Comme je comprends votre fureur d’être obligé, en prévision de ce jour funeste, de descendre relever votre courrier à deux heures du matin puis de vous barricader jusqu'à ce qu’il ne reste plus de cette kermesse qu’un local à poubelles saturé de sachets de chips, de gobelets en plastique, de flacons de E330 et de canettes de bières. J’ai bien de la chance, me dites-vous, d’habiter dans une campagne avec pour seuls voisins quelques sangliers de la même humeur que vous et moi lorsque nous sommes dérangés dans nos écritures. Je dois pourtant placer un bémol sur la partition de votre bucolique vision de l’habitat rural. Des voisins, ma campagne en est aussi infestée que votre grande ville, la seule différence étant leur répartition dans l’espace et leurs habitudes. Sachez qu’au moment où je tape ces lignes, j’ai aussi tapé pour la vingtième fois sur la mouche qui vient déposer ses déjections sur mon ordinateur. Pour l’instant, elle est indemne mais pas mon ordinateur. Savez-vous d’où vient cette mouche ? Comme vous l’aurez compris j’emploie ici un singulier qui désigne aussi l’infâme multitude de ces petites sœurs avec lesquelles elle copule frénétiquement jusque sur la pointe de mon nez. Eh bien cette mouche est la conséquence directe des activités de mes voisins agriculteurs qui répandent au printemps dans les champs le fumier produit tout l’hiver en circuit fermé par leurs bovins. Dès les beaux jours, le troupeau s’esbaudit es champs comme dit Rabelais et c’est reparti pour notre malheureuse couche d’ozone mitée en musique, pour peu qu’il y ait des clochettes, par les flatulences de ces ruminants. Vous me rétorquerez que le même phénomène peut se produire pendant la fête des voisins à ceci près que les vaches, elles au moins, donnent du lait.

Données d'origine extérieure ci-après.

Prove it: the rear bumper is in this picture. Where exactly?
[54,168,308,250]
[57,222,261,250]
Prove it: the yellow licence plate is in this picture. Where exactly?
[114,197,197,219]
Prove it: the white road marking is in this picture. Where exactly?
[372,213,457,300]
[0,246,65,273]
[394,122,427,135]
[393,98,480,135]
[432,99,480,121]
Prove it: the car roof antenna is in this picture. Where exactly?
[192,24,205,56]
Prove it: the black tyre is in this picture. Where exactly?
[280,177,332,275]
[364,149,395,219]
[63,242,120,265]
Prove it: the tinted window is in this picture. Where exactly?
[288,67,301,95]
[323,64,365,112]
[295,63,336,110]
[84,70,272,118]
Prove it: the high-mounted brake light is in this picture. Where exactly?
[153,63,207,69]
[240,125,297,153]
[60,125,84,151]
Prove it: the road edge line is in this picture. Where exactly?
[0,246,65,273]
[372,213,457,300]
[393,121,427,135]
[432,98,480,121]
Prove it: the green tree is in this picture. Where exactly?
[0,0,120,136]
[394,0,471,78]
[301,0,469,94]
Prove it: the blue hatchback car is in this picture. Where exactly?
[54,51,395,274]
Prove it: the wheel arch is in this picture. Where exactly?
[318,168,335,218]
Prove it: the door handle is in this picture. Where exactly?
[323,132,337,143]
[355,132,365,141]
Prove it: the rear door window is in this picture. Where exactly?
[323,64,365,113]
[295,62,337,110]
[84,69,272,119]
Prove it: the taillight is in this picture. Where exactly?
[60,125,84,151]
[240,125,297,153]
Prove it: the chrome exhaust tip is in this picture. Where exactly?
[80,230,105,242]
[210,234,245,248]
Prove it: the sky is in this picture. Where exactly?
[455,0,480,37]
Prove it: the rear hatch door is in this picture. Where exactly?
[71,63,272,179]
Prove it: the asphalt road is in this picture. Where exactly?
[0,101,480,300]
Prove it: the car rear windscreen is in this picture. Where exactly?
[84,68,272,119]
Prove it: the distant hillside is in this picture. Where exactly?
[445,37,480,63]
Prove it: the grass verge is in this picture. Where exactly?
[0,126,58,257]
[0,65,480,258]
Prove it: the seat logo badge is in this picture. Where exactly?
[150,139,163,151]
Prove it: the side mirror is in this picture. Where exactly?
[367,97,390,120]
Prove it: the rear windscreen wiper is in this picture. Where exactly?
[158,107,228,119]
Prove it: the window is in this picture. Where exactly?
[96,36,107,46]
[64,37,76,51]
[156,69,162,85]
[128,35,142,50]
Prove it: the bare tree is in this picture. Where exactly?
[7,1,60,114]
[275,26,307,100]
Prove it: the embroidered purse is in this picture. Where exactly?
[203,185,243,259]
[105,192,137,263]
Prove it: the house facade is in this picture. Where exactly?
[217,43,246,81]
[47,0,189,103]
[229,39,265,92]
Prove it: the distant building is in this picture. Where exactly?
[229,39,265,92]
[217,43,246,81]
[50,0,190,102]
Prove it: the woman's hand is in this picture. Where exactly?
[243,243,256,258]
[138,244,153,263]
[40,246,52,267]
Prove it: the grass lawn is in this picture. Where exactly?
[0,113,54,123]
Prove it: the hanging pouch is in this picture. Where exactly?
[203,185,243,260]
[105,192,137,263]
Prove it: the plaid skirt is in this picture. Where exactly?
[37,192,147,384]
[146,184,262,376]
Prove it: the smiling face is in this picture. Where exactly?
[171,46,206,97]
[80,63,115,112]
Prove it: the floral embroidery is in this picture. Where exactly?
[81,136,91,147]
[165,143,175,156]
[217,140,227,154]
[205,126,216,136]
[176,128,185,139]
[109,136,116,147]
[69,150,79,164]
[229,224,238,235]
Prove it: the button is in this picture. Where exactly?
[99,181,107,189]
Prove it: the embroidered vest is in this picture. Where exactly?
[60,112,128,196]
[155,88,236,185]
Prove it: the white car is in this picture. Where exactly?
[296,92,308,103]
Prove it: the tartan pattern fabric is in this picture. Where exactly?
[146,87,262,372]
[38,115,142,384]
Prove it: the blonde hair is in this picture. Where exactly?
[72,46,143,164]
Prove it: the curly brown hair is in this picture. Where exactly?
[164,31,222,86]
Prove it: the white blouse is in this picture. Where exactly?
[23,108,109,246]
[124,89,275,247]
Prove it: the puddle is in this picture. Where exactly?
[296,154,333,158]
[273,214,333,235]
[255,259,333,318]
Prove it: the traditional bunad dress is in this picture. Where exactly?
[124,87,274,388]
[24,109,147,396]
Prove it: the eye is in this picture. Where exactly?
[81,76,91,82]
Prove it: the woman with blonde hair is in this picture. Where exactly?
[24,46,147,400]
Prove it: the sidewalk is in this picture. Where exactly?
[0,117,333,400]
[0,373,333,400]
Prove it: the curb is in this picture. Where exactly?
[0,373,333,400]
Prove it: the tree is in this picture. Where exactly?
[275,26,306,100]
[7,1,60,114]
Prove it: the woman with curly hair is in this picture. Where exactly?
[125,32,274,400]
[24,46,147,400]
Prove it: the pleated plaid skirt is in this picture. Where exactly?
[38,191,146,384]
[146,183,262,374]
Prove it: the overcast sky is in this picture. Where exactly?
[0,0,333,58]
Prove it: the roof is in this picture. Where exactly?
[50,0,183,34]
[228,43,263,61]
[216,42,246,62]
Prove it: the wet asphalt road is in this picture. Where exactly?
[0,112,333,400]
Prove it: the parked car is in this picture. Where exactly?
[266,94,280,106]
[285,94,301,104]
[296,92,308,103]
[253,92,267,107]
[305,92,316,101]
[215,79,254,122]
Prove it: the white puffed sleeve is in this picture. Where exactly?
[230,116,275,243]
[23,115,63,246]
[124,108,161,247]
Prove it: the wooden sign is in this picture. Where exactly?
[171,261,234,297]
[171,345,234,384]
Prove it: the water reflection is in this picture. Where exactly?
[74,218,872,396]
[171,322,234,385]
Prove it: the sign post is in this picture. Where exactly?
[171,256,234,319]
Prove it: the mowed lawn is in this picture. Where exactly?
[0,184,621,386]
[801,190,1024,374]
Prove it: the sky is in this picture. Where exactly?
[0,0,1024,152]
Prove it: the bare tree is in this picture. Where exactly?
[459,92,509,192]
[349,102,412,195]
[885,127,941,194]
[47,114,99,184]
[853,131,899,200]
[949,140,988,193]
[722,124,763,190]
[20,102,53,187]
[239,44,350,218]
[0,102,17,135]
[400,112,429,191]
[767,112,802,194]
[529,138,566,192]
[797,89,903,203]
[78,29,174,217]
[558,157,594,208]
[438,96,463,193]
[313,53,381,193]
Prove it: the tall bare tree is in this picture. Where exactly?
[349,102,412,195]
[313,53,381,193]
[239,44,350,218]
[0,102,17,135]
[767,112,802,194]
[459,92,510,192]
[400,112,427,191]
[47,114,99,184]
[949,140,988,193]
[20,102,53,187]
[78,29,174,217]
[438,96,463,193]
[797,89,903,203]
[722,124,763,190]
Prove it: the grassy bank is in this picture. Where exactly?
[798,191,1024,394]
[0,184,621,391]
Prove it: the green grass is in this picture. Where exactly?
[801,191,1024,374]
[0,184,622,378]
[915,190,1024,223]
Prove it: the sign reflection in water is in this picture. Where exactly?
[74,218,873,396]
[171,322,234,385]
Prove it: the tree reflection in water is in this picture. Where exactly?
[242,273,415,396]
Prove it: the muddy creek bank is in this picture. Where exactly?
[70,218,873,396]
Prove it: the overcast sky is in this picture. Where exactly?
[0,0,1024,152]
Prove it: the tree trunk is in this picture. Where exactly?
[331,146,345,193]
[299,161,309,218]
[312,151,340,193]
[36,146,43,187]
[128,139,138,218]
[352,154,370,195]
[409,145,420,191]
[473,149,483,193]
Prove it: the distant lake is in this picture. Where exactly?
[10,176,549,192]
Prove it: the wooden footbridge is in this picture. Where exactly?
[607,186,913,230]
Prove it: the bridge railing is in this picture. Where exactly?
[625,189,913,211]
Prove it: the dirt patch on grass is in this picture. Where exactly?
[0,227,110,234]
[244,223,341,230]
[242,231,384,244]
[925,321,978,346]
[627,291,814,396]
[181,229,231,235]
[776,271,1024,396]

Allons ! Foin des vaches et des diptères qui me donnent au moins l’illusion d’être un auteur suisse (j’ai toujours rêvé d’être un auteur suisse, premièrement parce que ça fait chic et deuxièmement à cause de tout ce que je n’ai pas, à savoir, un compte dans une banque de Genève, l’heure exacte, un coucou qui sort de sa mansarde pour me la donner et du chocolat sans lécithine de soja et sans arôme de vanille.
Nous en étions donc à comparer les nuisances occasionnées par nos voisins urbains et ruraux. Ainsi que vous le soulignez vous-même dans votre message, vos voisins ont une fâcheuse tendance à devenir les miens lorsqu’ils se paient des vacances au vert voire une ancienne écurie à transformer en résidence secondaire. Même s’ils ont, Dieu merci (ou plutôt merci mon aïeul qui a bien choisi les terres où je me suis réfugié) peu de chance de m’infliger de la mitoyenneté, je peux hélas les voir longer mon tas de bois lorsqu’ils se promènent le dimanche, la panse repue de tartiflette en se prenant pour Paul-Émile Victor parce qu’ils ont dépensé tout leurs sous pour s’équiper chez Gogosport au lieu d’acheter nos livres, les mufles. Et je ne vous parle pas du vététiste au derrière turquoise ou mauve fluo cloné à des millions d’exemplaires qui compromet sans cesse la chasse à la taupe du matou Sir Alfred, en poste depuis une heure devant la taupinière dans l’attente d’en voir émerger un museau qui disparaît aussitôt parce qu’un peloton de ces fessus choisit ce moment pour surgir.
Ne croyez surtout pas que nous retrouvons notre tranquillité, Sir Alfred et moi-même, lorsque ces voisins d’un week-end ont fermé les persiennes de leur pittoresque maisonnette pour ouvrir les volets de leur appartement situé dans l’immeuble où vous organisez la résistance contre la prochaine kermesse de palier. Même si l’essentiel de mon espace vital est protégé, mes voisins permanents éprouvent la constante tentation d’en franchir les limites. Vous le savez, le voisin est une espèce grégaire et invasive qui menace gravement la nôtre, celle des auteurs à ne pas déranger. Une de mes parades les plus efficaces contre ces fâcheux est la sardine grillée dont une très faible quantité dégage un épais panache odorant provoquant en un rien de temps la fermeture de toutes les fenêtres ennemies dans un rayon d’un kilomètre. Puisque je ne peux guère vous conseiller cette arme de dissuasion sans grand effet dans votre immeuble, je vous recommande l’utilisation d’un autre animal, la babarotte, vous savez, ce gros cafard dont les légions tourmentent le narrateur du petit Chose d’Alphonse Daudet. Vous en disposez une dans un bocal et vous allez sonner chez vos voisins en prenant un air étonné et en leur demandant s’ils connaissent le nom de cette bestiole que vous avez capturée dans votre salle de bains. Ça les éloignera.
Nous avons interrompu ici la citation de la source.